Four men who set up an illegal roadblock in Kampot province to extort money from villagers transporting wood were released without charge on Saturday, with a court prosecutor calling their offense “very minor.”

The men had told villagers in Chhuk district that they were from the Resource and Conservation Protection Group and were checking for illegal logging activity in the area, but villagers complained to police that they were being extorted for transporting firewood and other forest products, according to provincial police chief Mao Chanmathurith.

Brigadier General Chanmathurith said locals told police that the men had been operating a roving roadblock in the commune for nearly a month, charging villagers small sums of cash to pass through with wood.

He said the four men—Kheng Rim, 31; Kong Hun, 40; Nhoeng Bunet, 32; and Viet Sopheak, 37—were arrested on Thursday in Trapaing Phlaing commune, at the site of the roadblock, and sent to the Kampot Provincial Court on Friday. He said they insisted they were genuine conservationists and that their roadblock was legitimate, despite the fact that it is not legal for private organizations to stop motorists and seek fees.
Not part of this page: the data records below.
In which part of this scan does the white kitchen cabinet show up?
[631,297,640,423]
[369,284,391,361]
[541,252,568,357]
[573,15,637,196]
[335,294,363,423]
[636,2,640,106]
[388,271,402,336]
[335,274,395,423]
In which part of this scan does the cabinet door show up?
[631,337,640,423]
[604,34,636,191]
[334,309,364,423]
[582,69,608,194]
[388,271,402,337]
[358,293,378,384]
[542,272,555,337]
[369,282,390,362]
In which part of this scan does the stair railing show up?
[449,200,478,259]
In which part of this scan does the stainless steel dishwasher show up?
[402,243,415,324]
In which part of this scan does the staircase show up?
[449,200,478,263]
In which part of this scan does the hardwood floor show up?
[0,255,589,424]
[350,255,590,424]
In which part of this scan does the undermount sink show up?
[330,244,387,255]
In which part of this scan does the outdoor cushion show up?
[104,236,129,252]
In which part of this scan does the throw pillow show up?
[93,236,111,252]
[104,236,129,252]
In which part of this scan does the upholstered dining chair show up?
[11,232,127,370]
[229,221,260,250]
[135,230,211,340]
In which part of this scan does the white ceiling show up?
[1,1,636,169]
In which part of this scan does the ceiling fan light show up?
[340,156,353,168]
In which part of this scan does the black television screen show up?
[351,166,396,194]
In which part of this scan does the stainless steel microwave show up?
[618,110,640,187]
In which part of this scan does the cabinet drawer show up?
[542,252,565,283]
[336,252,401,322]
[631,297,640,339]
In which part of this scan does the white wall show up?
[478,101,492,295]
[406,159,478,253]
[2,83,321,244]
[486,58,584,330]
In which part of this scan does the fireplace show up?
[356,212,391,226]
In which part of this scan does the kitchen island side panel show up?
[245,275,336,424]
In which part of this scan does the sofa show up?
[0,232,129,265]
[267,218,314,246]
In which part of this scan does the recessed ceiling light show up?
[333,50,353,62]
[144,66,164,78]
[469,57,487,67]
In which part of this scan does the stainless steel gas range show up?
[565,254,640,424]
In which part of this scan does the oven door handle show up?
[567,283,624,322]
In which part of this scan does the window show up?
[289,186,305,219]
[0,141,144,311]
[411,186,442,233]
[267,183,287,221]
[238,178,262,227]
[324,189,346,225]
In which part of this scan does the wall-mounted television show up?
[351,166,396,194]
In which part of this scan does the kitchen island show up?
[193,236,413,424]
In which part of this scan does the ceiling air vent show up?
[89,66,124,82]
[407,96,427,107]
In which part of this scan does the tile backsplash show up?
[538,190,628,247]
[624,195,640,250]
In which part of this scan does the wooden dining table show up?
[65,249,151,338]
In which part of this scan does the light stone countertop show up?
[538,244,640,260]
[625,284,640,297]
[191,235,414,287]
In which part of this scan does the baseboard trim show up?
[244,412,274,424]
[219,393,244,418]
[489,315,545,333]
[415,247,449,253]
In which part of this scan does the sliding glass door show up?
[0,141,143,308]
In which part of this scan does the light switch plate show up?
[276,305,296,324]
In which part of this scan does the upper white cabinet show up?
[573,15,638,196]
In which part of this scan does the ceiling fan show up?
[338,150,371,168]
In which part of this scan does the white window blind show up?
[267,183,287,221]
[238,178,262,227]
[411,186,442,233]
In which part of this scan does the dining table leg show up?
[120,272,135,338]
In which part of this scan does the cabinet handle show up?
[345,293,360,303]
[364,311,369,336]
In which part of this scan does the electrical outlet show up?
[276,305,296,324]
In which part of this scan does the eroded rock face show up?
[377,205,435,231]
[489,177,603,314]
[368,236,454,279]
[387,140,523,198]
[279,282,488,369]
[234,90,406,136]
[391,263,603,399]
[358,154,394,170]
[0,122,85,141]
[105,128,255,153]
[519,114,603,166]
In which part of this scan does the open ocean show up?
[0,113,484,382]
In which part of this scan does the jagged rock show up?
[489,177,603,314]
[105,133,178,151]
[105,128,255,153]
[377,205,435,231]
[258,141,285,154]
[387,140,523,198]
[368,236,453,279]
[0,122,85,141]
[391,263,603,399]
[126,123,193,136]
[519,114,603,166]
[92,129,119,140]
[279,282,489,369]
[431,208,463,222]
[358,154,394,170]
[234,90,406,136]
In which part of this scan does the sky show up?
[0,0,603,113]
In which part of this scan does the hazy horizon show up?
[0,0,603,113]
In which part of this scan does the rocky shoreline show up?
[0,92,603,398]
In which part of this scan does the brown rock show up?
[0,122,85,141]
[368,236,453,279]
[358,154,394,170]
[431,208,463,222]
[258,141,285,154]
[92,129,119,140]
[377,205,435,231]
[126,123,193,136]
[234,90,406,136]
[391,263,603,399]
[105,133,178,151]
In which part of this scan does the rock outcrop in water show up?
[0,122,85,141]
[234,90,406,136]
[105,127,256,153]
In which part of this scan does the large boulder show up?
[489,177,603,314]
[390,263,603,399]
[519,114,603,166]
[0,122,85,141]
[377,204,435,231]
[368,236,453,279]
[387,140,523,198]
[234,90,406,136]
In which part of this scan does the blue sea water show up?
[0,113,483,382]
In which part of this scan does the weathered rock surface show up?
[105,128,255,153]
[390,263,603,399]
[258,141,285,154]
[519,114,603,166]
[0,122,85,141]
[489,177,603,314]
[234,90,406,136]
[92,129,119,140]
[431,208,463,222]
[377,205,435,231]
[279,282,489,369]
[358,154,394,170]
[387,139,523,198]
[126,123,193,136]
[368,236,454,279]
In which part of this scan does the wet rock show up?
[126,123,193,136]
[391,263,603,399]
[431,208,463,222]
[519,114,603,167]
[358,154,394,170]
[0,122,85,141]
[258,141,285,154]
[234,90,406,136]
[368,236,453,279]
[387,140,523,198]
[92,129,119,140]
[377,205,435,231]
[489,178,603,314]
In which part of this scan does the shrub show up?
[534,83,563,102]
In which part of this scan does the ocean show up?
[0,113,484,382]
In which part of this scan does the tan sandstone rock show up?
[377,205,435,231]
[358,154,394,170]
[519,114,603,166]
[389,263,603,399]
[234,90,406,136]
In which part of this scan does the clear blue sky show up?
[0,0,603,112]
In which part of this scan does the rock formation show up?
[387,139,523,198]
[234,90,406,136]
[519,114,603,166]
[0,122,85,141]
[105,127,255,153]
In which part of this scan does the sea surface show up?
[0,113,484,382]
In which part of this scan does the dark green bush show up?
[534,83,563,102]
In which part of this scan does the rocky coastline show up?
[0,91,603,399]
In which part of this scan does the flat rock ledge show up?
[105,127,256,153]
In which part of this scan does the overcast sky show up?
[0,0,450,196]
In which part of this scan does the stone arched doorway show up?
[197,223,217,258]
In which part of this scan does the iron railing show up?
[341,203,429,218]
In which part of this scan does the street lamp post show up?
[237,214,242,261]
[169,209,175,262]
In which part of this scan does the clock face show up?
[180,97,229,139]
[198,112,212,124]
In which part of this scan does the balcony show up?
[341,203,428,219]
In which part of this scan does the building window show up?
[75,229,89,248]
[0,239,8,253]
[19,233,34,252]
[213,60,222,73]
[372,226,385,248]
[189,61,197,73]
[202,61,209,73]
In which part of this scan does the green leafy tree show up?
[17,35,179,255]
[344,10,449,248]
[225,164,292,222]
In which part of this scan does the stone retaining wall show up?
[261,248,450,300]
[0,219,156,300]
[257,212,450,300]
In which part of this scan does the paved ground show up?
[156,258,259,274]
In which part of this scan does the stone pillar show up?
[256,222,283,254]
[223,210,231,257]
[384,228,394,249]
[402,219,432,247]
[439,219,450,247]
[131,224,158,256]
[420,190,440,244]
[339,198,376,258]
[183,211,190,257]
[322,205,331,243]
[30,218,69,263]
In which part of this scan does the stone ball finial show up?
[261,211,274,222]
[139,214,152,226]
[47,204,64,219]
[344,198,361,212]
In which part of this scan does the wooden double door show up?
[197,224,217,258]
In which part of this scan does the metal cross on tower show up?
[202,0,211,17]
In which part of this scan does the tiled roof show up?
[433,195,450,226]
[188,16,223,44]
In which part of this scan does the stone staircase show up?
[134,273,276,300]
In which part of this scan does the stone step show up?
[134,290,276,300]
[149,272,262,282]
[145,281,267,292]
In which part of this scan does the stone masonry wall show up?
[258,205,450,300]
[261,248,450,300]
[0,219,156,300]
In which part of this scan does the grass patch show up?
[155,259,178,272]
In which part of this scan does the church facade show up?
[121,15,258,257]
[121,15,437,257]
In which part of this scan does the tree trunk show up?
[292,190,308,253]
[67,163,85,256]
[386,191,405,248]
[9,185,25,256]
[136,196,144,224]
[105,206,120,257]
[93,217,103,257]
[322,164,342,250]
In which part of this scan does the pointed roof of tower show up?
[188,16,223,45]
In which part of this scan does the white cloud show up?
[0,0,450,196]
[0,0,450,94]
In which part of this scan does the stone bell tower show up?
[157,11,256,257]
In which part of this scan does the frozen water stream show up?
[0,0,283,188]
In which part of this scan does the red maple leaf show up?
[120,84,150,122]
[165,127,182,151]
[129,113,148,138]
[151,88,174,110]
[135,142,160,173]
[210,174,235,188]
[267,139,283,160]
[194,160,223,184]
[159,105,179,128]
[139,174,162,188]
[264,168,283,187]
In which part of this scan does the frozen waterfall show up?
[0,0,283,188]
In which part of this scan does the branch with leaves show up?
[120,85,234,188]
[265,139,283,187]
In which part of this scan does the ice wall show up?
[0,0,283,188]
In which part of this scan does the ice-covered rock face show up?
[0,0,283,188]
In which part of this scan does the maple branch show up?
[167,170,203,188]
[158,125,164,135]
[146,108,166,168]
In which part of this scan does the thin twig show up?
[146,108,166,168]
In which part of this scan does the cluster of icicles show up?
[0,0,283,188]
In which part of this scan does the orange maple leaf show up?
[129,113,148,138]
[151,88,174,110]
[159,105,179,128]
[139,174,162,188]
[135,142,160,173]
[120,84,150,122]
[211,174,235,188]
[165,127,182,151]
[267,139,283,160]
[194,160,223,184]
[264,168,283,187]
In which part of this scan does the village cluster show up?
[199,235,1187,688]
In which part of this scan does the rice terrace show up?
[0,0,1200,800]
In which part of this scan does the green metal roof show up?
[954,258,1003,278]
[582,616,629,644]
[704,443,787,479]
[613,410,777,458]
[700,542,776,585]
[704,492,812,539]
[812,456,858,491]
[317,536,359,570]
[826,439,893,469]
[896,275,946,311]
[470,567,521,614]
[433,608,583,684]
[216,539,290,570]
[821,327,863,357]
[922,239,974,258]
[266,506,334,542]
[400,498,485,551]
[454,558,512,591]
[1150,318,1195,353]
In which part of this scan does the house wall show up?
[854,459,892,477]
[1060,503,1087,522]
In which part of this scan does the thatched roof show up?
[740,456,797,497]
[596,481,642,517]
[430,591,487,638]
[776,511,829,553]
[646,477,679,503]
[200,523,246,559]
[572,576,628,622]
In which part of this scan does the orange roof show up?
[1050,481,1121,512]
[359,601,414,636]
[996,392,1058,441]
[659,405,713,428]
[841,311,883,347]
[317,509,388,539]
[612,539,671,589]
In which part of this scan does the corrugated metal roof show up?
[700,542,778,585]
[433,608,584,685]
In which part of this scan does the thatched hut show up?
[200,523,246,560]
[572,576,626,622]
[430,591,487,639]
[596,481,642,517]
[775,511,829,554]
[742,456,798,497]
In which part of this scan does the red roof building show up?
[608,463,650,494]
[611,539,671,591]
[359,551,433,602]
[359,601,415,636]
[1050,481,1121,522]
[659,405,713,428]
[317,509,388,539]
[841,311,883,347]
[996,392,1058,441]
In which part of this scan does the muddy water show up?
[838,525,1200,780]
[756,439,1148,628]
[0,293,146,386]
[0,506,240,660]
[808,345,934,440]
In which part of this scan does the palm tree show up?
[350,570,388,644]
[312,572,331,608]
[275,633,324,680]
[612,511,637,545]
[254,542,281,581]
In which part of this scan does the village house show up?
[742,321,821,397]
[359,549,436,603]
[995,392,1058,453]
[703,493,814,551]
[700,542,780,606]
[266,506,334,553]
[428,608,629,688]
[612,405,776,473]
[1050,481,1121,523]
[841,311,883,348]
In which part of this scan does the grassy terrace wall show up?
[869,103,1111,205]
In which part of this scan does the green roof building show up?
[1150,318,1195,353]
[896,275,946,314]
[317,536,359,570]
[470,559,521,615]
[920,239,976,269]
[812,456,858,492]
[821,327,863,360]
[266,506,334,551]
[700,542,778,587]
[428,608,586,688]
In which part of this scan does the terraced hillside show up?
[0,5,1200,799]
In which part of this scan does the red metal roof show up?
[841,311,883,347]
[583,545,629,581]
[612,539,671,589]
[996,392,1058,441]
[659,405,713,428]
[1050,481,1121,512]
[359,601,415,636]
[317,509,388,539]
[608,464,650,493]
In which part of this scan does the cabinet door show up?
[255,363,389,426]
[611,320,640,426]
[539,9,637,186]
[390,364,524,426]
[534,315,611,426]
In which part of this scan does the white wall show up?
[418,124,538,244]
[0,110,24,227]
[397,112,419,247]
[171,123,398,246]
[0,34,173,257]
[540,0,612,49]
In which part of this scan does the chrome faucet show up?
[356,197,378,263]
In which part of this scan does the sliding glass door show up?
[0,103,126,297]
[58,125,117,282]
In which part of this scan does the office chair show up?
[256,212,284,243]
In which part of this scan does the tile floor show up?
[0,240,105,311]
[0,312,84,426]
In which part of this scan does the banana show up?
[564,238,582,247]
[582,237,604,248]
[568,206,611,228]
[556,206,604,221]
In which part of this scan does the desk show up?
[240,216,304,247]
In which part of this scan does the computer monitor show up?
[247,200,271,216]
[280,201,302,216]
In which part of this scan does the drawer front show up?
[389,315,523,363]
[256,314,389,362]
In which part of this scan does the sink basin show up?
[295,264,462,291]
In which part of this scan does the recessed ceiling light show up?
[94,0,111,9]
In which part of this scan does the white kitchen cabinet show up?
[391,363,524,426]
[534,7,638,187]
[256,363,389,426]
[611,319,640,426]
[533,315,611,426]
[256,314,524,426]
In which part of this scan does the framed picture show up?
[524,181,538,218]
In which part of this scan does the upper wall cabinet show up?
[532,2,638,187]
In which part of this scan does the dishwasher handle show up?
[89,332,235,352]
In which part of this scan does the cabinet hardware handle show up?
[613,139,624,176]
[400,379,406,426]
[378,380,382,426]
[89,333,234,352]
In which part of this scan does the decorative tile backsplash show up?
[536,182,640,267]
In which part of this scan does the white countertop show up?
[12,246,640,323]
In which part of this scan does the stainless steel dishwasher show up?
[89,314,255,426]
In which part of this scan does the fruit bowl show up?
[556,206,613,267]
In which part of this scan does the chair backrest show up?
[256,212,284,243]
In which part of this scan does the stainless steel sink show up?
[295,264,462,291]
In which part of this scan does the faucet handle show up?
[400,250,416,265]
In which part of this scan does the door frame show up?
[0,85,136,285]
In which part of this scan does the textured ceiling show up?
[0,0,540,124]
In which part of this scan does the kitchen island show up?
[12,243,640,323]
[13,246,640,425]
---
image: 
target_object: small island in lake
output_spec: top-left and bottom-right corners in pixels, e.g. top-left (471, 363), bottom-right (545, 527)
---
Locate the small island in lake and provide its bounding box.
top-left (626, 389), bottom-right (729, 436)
“They were released by the court’s chief prosecutor, Ek Chenghuot, on Saturday at about 3 p.m.” he said. “It was at the chief prosecutor’s discretion. We dare not go against his decision.”

Mr. Chenghuot confirmed the men were released without charge, despite having been caught in the act of manning the checkpoint.

“Their offense is very minor, so we just advised them to stop doing it,” he said, adding that one of the four men had been carrying a card identifying him as a member of the Resource and Conservation Protection Group but could not recall which one.

Details about the supposed natural-resource protection organization were scant yesterday, with neither the police chief nor prosecutor able to provide information on whether it conducted legitimate activities.

However, Mam Kesey, provincial coordinator for rights group Licadho, said he had heard reports from other parts of Kampot that people identifying themselves as members of the group were taking money from villagers in exchange for not reporting illegal forestry activities.

Chut Odom, the head of the Natural Resource Protection Group, an established conservation NGO that was founded by his father, murdered environmental activist Chut Wutty, said he had heard similar stories of extortion in Kampot, Pursat and Koh Kong provinces.

“They only take money from villagers,” he said. “They do not do environmental work.”